Optimizing Battery RUL Prediction of Lithium-Ion Batteries Based on Harris Hawk Optimization Approach Using Random Forest and LightGBM.

Predictive Maintenance (PdM) of lithium-ion batteries has garnered significant attention in recent years due to their widespread application as energy supplies in various industrial equipment, including automated guided vehicles and battery Electric Vehicles (EVs). Accurately estimating these batteries’ Remaining Useful Life (RUL) is crucial for ensuring optimal performance, preempting unexpected failures, and minimizing maintenance costs.
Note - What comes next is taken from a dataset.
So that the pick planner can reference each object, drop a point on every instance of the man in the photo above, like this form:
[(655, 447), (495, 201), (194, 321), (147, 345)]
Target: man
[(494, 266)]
This article focuses on the importance of RUL prediction for lithium-ion batteries and its implications in predictive maintenance. We suggest a novel method based on machine learning techniques using optimization parameters to accurately predict the RUL of lithium-ion batteries. Our approach uses several battery performance variables, such as voltage, current, and temperature, to build a prediction model to anticipate the battery’s RUL precisely. We compare the performance of our suggested process with existing models for battery RUL prediction, incorporating Harris Hawks Optimization (HHO) for hyperparameter tuning. We evaluate the performance of our approach on a dataset of lithium-ion batteries and compare it with other related methods. On a dataset of lithium-ion batteries, we assess our method’s effectiveness and contrast it with other relevant techniques. The proposed method achieves high accuracy in predicting RUL, as evidenced by low values of metrics such as MAE, MSE, RMSE, MAPE, $R^{2}$ , and NMRSE. Also, it achieves high $R^{2}$ scores of 0.979 and 0.971 for the training and testing data, suggesting the model’s high effectiveness in predicting the RUL of batteries.